También estamos planeando una gran peregrinación para el año que viene, en octubre. Será en Egipto, donde se estuvo escondiendo la Sagrada Familia. Aún no conocemos las fechas exactas, pero pronto podremos anunciarlas.
Y ahora dejadme deciros: nunca perdáis el valor al evangelizar los Mensajes. Sí, no es fácil en un mundo racionalizado y siempre habrá quienes se escandalicen cuando les digáis que Dios está vivo y que aún hoy nos habla a través de un ser humano. Estos cristianos, dijo el Papa Francisco en una de sus homilías, son cristianos cerrados de mente, están atrapados, tristes… estos cristianos, dijo, no son libres. ¿Por qué? Porque temen la libertad del Espíritu Santo que se obtiene a través de la predicación. Este, entonces, es el escándalo de la predicación, del que hablaba San Pablo: el escándalo de predicar, que termina en el escándalo de la Cruz.»
Como dije, la misión que Cristo me ha dado a mí y a vosotros no es fácil, pero ¿qué esperamos? Cristo dijo: «Tu misión es reunir a mi pueblo bajo un solo Nombre, mi Nombre, y compartir el pan juntos.» ¿Esperamos caminar sobre pétalos de rosa, con música sonando? No, sino que seguimos las huellas de los pasos manchados de sangre de nuestro Salvador, oyendo cacofonías a nuestro alrededor…

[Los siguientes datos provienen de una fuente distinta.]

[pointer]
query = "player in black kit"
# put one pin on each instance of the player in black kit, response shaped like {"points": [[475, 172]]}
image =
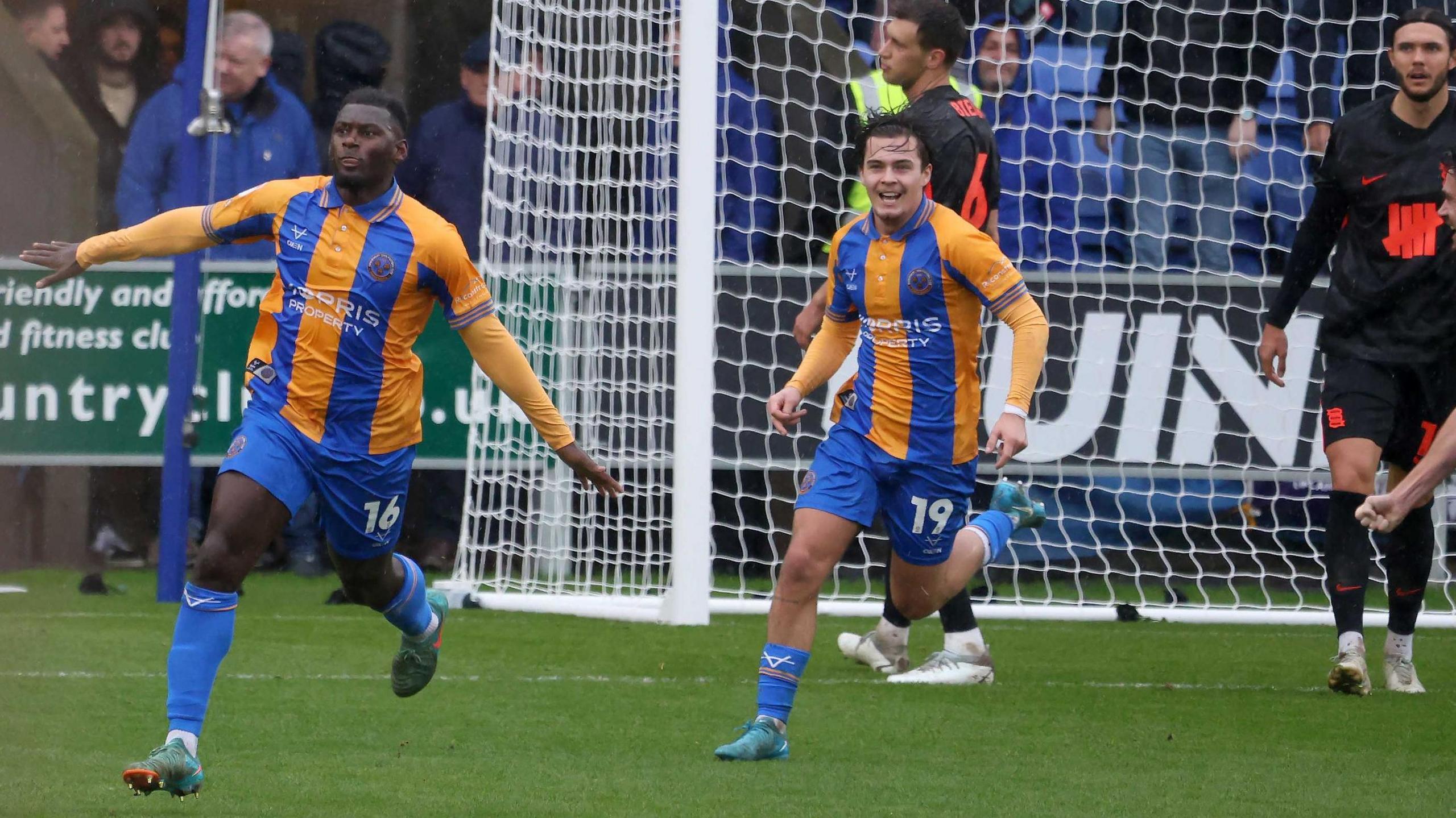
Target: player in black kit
{"points": [[1388, 329]]}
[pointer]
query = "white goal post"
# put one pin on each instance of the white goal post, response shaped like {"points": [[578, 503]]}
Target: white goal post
{"points": [[628, 243]]}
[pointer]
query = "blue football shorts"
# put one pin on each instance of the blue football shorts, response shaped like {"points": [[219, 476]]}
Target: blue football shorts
{"points": [[924, 504], [362, 497]]}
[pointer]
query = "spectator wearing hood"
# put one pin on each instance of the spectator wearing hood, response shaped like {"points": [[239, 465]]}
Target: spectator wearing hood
{"points": [[111, 72], [446, 168], [271, 136], [1189, 76], [347, 56], [749, 185], [1024, 126]]}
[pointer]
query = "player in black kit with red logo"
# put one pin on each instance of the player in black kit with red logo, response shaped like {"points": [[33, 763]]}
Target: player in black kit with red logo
{"points": [[1388, 331]]}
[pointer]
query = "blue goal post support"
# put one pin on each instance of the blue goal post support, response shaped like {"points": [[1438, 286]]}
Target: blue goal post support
{"points": [[177, 463]]}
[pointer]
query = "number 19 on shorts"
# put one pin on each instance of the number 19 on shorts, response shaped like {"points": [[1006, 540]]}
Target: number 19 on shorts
{"points": [[940, 512], [380, 521]]}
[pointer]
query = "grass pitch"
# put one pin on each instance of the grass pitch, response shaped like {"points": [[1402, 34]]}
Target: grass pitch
{"points": [[545, 715]]}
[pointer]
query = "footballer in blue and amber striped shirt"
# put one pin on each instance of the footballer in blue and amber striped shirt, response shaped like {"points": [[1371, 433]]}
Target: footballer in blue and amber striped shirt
{"points": [[337, 392], [909, 280]]}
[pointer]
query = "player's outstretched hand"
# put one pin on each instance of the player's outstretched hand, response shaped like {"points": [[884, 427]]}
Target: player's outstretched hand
{"points": [[1275, 354], [1382, 513], [59, 256], [589, 471], [1008, 438], [809, 322], [784, 409]]}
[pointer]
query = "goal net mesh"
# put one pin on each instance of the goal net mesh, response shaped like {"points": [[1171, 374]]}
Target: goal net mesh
{"points": [[1174, 475]]}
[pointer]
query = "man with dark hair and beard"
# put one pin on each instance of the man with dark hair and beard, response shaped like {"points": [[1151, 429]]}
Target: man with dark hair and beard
{"points": [[111, 72], [336, 396], [1387, 333]]}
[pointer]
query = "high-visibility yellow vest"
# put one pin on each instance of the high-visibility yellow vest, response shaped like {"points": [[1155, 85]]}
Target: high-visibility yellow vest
{"points": [[872, 92]]}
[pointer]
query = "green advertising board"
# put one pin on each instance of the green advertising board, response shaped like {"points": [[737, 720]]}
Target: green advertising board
{"points": [[84, 369]]}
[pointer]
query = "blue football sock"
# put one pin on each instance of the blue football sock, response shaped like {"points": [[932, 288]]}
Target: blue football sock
{"points": [[410, 611], [998, 528], [203, 635], [779, 671]]}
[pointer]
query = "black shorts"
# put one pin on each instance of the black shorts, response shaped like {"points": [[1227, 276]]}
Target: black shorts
{"points": [[1395, 405]]}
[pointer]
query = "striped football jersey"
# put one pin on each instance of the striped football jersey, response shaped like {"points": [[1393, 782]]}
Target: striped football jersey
{"points": [[354, 289], [918, 297]]}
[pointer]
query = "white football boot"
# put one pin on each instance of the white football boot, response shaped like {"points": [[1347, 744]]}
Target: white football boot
{"points": [[1400, 676], [1351, 674], [944, 667], [871, 650]]}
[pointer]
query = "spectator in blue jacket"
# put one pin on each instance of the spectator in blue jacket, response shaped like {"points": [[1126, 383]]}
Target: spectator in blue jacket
{"points": [[747, 168], [1024, 123], [271, 139], [528, 194]]}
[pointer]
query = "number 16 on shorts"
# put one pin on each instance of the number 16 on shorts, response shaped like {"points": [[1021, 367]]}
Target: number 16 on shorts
{"points": [[380, 521]]}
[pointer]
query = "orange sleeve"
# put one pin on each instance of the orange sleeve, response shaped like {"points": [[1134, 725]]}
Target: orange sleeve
{"points": [[450, 274], [164, 235], [503, 362]]}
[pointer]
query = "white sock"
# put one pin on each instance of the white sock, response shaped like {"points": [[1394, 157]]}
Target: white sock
{"points": [[1351, 641], [893, 634], [1397, 645], [188, 740], [966, 642]]}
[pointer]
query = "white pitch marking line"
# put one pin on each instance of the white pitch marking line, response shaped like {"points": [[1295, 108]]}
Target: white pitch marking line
{"points": [[644, 680]]}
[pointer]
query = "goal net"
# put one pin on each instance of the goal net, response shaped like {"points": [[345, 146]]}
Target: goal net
{"points": [[661, 180]]}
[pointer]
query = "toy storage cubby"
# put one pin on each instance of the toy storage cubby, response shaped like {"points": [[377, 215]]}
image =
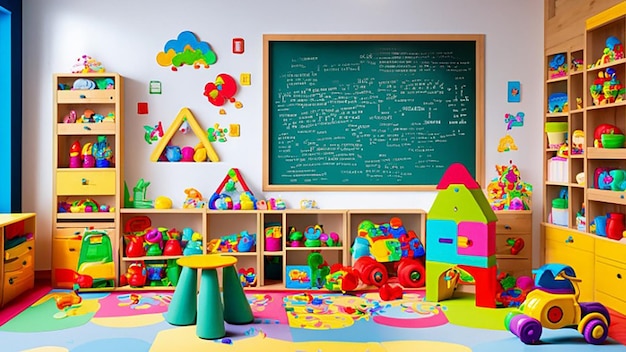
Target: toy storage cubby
{"points": [[17, 267], [584, 244], [87, 178], [151, 240], [314, 226]]}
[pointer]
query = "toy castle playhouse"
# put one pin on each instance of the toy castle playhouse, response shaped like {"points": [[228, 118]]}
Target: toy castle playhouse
{"points": [[460, 234]]}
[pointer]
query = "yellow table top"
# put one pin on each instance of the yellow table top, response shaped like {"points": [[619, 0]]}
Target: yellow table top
{"points": [[207, 261]]}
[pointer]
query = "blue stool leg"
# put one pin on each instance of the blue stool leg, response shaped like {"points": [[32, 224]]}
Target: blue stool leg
{"points": [[182, 309], [236, 307], [210, 324]]}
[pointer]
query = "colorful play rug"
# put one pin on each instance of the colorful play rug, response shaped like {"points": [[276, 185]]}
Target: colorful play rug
{"points": [[284, 321]]}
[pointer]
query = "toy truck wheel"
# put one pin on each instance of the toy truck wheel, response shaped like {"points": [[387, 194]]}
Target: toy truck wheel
{"points": [[595, 332], [526, 328], [411, 274]]}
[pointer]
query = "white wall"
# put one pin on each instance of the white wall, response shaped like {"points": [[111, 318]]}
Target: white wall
{"points": [[126, 36]]}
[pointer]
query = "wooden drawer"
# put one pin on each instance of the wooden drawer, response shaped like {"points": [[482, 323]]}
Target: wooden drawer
{"points": [[611, 249], [86, 182], [570, 238], [611, 283], [19, 250], [503, 249], [87, 96], [514, 222], [25, 261]]}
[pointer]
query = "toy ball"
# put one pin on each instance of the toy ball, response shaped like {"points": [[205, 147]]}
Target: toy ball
{"points": [[163, 202]]}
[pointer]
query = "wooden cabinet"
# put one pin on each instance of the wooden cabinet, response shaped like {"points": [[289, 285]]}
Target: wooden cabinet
{"points": [[581, 241], [268, 262], [17, 267], [87, 125], [514, 242], [576, 249]]}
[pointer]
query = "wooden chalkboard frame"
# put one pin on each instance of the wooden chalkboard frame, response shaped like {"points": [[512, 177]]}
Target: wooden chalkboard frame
{"points": [[478, 39]]}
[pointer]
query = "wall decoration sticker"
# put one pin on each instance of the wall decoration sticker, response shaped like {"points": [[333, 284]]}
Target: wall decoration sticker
{"points": [[186, 50], [514, 92]]}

Pero cuando escuchas la súplica de nuestro Señor clamando: «¿Hay alguien dispuesto a trabajar con vigor y amor para reconstruir esta Casa tambaleante? ¿Hay alguien ahí dentro dispuesto a defender esta Casa? ¿Hay alguien que entienda ahora lo que estoy diciendo? ¿Hay alguien en Mi Casa dispuesto a expandir el Reino de Dios ?» (20 de agosto de 1998) ¿Cómo puedes entonces resistirte a Su Llamado de Unidad y de embellecer Su Casa?
Así que, que nuestros diálogos doctrinales comiencen con el Espíritu Santo. Que Él sea quien nos tire de la manga para mostrarnos en nuestro corazón que la esencia de la doctrina debe basarse en el amor y la humildad, que es la clave de la Unidad.